Preventing Peace to Wage War
Obama plans more wars. The peace candidate can't get enough of them. Hawkishness defines his agenda. So does belligerently transforming independent regimes into client ones. The business of America is war. Permanent war is policy. Peace is abhorred. Preventing it is prioritized. So is controlling Eurasia's vast oil, gas, and other resources unchallenged. War profiteering depends on conflict. It's the American way. Post-WW II, it's been that way. One war leads to others. Proxy ones are waged.
Sums spent are enormous. Post-9/11 alone, estimates run into the multi-trillions. A June Brown University Watson Institute for International Studies (WIIS) "Cost of War" report said up to $5,444 trillion was spent and projected with all related expenses and obligations included.
In their book titled, "The Three Trillion Dollar War: The True Cost of the Iraq Conflict," Joseph Stiglitz and Linda Bilmes explained costs way beyond official numbers.

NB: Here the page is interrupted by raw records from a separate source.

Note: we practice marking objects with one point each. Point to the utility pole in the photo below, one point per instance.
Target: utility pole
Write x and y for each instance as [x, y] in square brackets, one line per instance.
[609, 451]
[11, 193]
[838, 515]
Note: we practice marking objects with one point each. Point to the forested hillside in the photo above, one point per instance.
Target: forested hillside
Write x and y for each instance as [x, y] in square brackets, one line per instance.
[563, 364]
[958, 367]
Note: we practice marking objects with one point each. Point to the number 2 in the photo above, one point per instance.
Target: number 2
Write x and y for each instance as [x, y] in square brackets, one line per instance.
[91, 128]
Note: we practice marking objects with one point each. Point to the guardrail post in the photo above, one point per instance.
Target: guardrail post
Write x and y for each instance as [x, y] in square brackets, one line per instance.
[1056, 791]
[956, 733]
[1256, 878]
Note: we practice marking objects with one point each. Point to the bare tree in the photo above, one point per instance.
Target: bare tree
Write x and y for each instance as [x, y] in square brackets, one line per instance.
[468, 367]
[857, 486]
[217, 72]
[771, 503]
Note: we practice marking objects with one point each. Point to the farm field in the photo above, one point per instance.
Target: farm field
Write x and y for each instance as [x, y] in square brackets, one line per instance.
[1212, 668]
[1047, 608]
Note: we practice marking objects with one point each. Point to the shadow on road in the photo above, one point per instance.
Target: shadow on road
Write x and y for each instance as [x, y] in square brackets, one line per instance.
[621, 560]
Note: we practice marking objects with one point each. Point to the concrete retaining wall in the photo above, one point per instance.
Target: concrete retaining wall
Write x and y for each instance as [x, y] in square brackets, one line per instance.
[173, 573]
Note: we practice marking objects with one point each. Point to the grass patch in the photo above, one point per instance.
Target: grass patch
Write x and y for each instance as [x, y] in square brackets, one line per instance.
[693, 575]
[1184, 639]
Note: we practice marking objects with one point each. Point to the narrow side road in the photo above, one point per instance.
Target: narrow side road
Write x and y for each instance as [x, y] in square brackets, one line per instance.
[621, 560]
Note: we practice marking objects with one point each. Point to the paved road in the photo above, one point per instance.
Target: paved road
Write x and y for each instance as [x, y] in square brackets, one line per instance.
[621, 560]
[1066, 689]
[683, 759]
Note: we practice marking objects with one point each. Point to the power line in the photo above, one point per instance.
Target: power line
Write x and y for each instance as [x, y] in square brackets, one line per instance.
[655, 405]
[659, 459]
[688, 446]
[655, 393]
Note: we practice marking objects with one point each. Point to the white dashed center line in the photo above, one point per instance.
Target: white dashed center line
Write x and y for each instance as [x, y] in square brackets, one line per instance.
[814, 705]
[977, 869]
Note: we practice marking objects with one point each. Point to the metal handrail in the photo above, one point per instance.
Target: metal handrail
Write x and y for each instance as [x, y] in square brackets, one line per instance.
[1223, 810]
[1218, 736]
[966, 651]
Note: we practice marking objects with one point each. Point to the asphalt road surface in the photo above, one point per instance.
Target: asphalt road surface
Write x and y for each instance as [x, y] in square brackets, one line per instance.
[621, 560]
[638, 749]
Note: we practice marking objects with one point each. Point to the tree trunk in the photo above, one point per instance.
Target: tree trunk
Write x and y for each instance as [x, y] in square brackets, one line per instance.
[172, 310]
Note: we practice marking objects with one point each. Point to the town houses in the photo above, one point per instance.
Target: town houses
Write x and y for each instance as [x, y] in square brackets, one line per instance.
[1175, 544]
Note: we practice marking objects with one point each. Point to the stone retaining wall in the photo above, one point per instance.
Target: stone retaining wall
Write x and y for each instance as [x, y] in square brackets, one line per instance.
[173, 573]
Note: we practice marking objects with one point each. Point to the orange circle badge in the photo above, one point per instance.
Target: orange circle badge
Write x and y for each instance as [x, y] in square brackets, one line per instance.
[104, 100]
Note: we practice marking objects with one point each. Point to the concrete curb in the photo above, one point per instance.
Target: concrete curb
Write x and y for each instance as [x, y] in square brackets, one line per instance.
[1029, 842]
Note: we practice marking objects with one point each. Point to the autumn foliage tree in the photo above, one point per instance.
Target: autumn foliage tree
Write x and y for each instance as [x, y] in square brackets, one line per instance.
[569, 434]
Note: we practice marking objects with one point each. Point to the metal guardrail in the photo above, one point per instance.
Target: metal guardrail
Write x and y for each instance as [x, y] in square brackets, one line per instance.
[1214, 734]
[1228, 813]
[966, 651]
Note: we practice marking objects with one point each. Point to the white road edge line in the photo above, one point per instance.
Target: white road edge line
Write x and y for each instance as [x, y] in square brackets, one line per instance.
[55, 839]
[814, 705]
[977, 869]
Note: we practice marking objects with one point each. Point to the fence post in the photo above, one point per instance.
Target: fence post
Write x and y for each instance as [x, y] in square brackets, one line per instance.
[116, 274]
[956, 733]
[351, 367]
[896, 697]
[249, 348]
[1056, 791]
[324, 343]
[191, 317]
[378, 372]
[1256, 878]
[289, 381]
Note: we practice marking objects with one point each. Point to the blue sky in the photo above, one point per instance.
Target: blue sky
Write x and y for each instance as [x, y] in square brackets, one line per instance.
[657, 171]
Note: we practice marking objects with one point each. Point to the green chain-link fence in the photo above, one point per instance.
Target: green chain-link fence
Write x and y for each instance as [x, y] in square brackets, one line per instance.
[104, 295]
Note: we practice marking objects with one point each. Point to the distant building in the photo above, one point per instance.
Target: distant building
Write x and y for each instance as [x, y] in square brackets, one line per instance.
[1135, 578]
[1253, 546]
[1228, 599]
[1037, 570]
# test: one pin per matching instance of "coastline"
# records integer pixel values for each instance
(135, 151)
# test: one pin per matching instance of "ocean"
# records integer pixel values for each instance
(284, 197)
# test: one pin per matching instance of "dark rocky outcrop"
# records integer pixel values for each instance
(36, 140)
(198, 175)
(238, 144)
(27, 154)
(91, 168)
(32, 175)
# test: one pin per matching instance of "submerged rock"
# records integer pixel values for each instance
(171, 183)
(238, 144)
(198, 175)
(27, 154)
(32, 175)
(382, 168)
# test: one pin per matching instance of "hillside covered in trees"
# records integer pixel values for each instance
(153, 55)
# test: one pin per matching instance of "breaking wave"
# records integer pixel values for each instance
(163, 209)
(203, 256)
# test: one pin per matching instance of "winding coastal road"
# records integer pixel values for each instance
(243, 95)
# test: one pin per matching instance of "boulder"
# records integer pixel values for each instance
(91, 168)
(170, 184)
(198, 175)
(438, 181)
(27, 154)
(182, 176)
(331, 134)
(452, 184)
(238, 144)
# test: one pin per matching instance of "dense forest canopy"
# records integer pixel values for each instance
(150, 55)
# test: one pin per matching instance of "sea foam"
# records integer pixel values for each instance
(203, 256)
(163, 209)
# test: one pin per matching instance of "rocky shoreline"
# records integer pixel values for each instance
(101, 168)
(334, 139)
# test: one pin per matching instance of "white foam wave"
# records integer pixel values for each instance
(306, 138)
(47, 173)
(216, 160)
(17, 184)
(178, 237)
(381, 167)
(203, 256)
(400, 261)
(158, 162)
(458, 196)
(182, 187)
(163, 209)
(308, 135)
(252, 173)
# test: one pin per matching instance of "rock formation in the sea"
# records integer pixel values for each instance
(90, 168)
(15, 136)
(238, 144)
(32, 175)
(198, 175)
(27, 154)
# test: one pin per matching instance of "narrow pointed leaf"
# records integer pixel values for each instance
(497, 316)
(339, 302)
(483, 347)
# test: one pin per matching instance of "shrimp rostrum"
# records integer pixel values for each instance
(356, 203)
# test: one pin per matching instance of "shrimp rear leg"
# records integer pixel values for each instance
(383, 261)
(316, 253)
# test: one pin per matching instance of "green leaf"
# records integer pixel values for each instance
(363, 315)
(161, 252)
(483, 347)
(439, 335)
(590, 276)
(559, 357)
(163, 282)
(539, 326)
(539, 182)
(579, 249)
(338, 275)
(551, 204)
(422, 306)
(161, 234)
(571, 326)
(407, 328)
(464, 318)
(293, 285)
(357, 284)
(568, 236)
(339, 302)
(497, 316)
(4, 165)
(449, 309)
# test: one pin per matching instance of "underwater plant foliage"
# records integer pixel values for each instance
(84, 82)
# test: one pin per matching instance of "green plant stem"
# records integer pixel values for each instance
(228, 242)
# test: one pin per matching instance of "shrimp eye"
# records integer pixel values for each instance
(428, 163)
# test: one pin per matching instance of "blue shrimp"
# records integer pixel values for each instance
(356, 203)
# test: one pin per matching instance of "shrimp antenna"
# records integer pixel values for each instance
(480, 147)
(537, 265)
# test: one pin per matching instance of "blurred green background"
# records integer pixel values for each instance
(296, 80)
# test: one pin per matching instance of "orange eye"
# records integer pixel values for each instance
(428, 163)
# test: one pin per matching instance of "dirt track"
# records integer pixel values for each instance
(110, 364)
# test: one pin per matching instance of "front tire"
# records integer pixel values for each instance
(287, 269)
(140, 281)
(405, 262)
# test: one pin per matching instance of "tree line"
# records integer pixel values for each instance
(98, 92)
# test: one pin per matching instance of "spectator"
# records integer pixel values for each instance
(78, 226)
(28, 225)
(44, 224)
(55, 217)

Wars incur many costs besides Pentagon budgets. They include medical care for injured combatants and veterans, federal benefits provided veterans, expenses for veterans paid by state and local governments, construction in occupied countries, supplemental budget and hidden add-ons, black budgets, intelligence costs, national debt interest related to war, weapons R & D, and other categories few people consider.
Among them - the macroeconomic consequences of militarism and war. They include lost industrialization, crumbling infrastructure, other neglected homeland needs, and suffering millions at home on their own, uncared for, unwanted, ignored, and forgotten to assure steady funding for America's war machine.